This website implements the sensitivity analyses described in Mathur & VanderWeele (2020a), Mathur & VanderWeele (2020b), and VanderWeele & Ding (2017).

Sensitivity analysis for the pooled point estimate

This tab computes the E-value for the pooled point estimate of a meta-analysis (Section 7.2 of Mathur & VanderWeele, 2020a; see VanderWeele & Ding (2017) and this page for more on E-values in general). This meta-analysis E-value represents the average severity of confounding in the meta-analyzed studies (i.e., the minimum strength of association on the risk ratio scale that unmeasured confounder(s) would need to have with both the exposure and the outcome, conditional on the measured covariates), to fully explain away the observed meta-analytic point estimate in the sense of shifting it to the null. Note that for outcome types other than relative risks, assumptions are involved with the approximate conversions used. See VanderWeele & Ding (2017) for details.
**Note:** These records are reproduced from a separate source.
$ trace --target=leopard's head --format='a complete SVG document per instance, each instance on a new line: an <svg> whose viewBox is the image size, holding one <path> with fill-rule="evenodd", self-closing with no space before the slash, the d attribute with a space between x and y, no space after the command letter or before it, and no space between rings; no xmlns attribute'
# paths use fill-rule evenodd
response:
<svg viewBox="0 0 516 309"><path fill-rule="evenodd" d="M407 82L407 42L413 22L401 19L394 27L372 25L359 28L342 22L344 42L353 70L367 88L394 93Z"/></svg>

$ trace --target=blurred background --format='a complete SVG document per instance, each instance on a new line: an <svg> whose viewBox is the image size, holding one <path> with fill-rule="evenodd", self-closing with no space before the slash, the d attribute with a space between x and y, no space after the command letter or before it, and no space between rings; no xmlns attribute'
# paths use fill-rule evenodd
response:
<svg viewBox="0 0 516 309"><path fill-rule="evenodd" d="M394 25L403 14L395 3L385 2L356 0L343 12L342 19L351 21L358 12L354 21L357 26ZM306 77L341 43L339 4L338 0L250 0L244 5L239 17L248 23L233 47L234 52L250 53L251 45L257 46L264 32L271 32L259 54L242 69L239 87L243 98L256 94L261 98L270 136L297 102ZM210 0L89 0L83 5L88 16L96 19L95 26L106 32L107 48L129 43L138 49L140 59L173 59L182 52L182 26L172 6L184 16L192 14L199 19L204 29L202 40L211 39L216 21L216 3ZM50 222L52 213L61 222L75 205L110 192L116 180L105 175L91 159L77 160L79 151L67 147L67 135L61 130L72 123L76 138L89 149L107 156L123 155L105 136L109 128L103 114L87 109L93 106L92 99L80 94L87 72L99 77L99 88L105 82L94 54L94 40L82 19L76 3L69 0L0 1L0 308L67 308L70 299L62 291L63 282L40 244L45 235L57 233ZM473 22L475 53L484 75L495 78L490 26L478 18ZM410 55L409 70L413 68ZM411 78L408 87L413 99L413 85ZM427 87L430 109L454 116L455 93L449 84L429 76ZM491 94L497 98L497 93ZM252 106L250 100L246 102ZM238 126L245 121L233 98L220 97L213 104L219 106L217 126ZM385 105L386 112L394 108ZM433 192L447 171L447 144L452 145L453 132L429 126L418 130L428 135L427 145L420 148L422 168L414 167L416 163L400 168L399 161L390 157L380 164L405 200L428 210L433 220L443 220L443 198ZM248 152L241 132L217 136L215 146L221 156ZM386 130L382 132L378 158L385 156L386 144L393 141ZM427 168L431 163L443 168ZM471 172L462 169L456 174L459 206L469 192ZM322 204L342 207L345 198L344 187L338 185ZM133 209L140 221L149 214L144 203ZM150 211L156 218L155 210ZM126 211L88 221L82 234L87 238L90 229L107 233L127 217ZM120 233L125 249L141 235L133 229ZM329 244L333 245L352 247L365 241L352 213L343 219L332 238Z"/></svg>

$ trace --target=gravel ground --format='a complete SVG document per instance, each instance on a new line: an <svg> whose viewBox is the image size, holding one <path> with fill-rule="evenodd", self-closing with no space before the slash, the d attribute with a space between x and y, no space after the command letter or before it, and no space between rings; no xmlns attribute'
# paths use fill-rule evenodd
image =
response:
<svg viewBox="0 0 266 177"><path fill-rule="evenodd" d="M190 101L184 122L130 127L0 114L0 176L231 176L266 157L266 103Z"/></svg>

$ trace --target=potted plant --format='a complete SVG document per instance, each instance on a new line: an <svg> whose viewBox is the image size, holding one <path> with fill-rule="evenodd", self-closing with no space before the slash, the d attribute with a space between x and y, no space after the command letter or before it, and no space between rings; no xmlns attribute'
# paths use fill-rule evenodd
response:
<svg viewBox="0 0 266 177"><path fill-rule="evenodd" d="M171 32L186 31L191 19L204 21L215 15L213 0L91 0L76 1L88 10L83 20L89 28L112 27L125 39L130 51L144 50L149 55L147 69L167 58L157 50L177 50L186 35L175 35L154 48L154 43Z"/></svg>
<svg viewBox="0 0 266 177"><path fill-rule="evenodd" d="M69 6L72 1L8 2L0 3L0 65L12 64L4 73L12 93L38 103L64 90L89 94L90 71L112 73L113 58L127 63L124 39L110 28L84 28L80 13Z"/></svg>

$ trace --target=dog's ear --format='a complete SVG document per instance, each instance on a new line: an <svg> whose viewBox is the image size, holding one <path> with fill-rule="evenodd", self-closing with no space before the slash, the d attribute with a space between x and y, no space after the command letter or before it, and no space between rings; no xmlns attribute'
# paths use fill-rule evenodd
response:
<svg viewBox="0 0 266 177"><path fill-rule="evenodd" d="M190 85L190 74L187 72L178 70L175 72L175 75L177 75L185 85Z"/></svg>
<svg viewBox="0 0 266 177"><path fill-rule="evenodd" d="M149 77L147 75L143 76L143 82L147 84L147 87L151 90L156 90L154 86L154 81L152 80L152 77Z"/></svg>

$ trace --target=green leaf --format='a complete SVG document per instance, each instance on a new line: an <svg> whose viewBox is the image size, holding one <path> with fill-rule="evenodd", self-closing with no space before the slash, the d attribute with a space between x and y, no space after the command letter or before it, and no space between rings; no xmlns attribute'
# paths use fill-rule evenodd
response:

Alternatively, you can consider the average confounding strength required to reduce the observed point estimate to any other value (e.g. attenuating the observed association to a true causal effect that is no longer scientifically important, or alternatively increasing a near-null observed association to a value that is of scientific importance). For this purpose, simply type a non-null effect size into the box "True causal effect to which to shift estimate" when computing the meta-analytic E-value.

Interpreting the results

For example, if your meta-analytic point estimate on the relative risk scale is 1.5 (95% confidence interval: [1.4, 1.5]), you will obtain an E-value for the point estimate of 2.37 and an E-value for the lower confidence interval limit of 2.15. This means that if, hypothetically, the meta-analyzed studies were subject to confounding such that, on average across the studies, there were unmeasured confounder(s) that were associated with the studies' exposures and outcomes by relative risks of at least 2.37 each, this amount of average confounding could potentially explain away the point estimate of 1.5 (i.e., to have the true causal effect be a relative risk of 1), but weaker average confounding could not. Similarly, if this strength of average confounding were at least 2.15 across studies, this amount of confounding could potentially shift the confidence interval to include the null, but weaker average confounding could not.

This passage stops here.